Bridging the tragic gap

Growing up as the only child of two very different parents, I came to see my function as bridging the gap between them.  Which of course colored my choices as an adult: in a lot of ways, a career in marketing -- whatever the organization or target customer -- is about bridging the gap; helping the organization understand what its customers need, helping the customers understand what the organization has to offer.

But there's selling inherent in marketing, which always made me uncomfortable, and so I went back to school a year or two ago to explore the possibility of bridging a different sort of gap, the gap in organizations between employees and employers.  Unfortunately I found that bridging that particular gap necessitates frequent dealings with conflict, and that made me so unreasonably uncomfortable that I ended up seeing a therapist for a while to get at the roots of that discomfort.

... which brought some interesting revelations and a lot of clarity, but no real resolution.  Clearly, for a variety of reasons, conflict is even more highly charged for me than for many.  But how do I reconcile that with this life tendency around bridging gaps?

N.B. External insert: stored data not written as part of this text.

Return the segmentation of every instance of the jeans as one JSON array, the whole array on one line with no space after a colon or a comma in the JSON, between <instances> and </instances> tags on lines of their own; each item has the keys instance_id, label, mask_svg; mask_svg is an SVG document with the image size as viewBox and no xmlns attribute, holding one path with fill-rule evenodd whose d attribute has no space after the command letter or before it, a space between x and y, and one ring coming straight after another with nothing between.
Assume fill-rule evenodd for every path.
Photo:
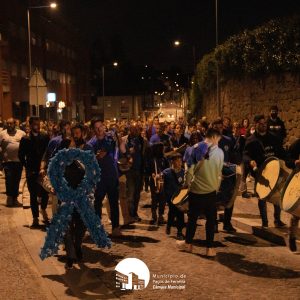
<instances>
[{"instance_id":1,"label":"jeans","mask_svg":"<svg viewBox=\"0 0 300 300\"><path fill-rule=\"evenodd\" d=\"M102 202L107 194L110 213L111 213L111 224L112 228L119 227L119 180L118 178L106 178L101 180L96 188L95 192L95 213L101 219L102 216Z\"/></svg>"},{"instance_id":2,"label":"jeans","mask_svg":"<svg viewBox=\"0 0 300 300\"><path fill-rule=\"evenodd\" d=\"M127 197L129 213L131 217L136 217L140 202L140 194L143 183L143 175L138 170L130 170L126 173Z\"/></svg>"},{"instance_id":3,"label":"jeans","mask_svg":"<svg viewBox=\"0 0 300 300\"><path fill-rule=\"evenodd\" d=\"M176 218L176 227L179 232L182 231L184 227L184 213L180 211L171 201L168 202L169 212L168 212L168 221L167 227L171 227L174 224Z\"/></svg>"},{"instance_id":4,"label":"jeans","mask_svg":"<svg viewBox=\"0 0 300 300\"><path fill-rule=\"evenodd\" d=\"M267 203L266 200L258 199L258 208L263 224L268 224ZM281 208L274 204L274 222L280 221Z\"/></svg>"},{"instance_id":5,"label":"jeans","mask_svg":"<svg viewBox=\"0 0 300 300\"><path fill-rule=\"evenodd\" d=\"M27 187L30 194L30 208L33 218L39 217L39 203L37 197L41 197L41 209L48 205L48 193L37 183L38 173L26 172Z\"/></svg>"},{"instance_id":6,"label":"jeans","mask_svg":"<svg viewBox=\"0 0 300 300\"><path fill-rule=\"evenodd\" d=\"M85 225L79 213L74 209L69 228L65 235L65 247L68 258L77 259L77 253L79 250L81 251L85 230Z\"/></svg>"},{"instance_id":7,"label":"jeans","mask_svg":"<svg viewBox=\"0 0 300 300\"><path fill-rule=\"evenodd\" d=\"M216 198L216 192L209 194L189 193L188 224L185 238L185 242L187 244L192 243L197 228L197 219L201 212L204 212L206 217L206 246L208 248L213 247L215 235Z\"/></svg>"},{"instance_id":8,"label":"jeans","mask_svg":"<svg viewBox=\"0 0 300 300\"><path fill-rule=\"evenodd\" d=\"M22 164L20 162L5 162L3 163L5 173L5 188L6 195L10 197L18 197L19 185L22 175Z\"/></svg>"}]
</instances>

Fortunately my reading this morning in Parker Palmer's A Hidden Wholeness is offering a new understanding of the situation.

"To be in the world nonviolently," Palmer writes, "means learning to hold the tension of opposites, trusting that the tension itself will pull our hearts and minds open to a third way of thinking and acting.  In particular, we must learn to hold the tension between the reality of the moment and the possibility that something better might emerge.

"...The insight at the heart of nonviolence is that we live in a tragic gap -- a gap between the way things are and the way we know they might be.  It is a gap that never has been and never will be closed.  If we want to live nonviolent lives, we must learn to stand in the tragic gap, faithfully holding the tension between reality and possibility in hopes of being opened to a third way."

This statement seemed to me to capture the core, the essence of my particular brand of faith.  But then he went on to explain: "Deep within me there is an instinct even more primitive than "fight or flight," and I do not think it is mine alone.  As a species, we are profoundly impatient with tensions of any sort, and we want to resolve every one of them as quickly as we can."

And here's the kicker: "Ultimately, what drives us to resolve tension as quickly as we possibly can is the fear that if we hold it too long it will break our hearts."  But the breaking of the heart doesn't have to mean shattering into shards, he says; it could mean the heart is "broken open into a new capacity -- a process that is not without pain but one that many of us would welcome." 

"As I stand," he concludes, "in the tragic gap between reality and possibility, this small, tight fist of a thing called my heart can break open into greater capacity to hold more of my own and the world's suffering and joy, despair and hope."

In the end, he says, "the people who achieve the greatest good are those who have the greatest capacity to stand in the tragic gap."

Wow.  So much to think about, and so many responses.  A lifetime's worth of work here, it seems.  But I do find myself feeling both greatly inspired and greatly reassured: there is so much in this that resonates with that core self that is beginning to emerge... and to put this all in the context of non-violence offers another dimension of understanding, particularly so because I don't actually think about non-violence all that much, and yet that topic has arisen several times in conversations over the last few days.

Hmm.  Times like this I find myself staring at the Mary statues in my office and thinking, "she kept all these things, and pondered them in her heart."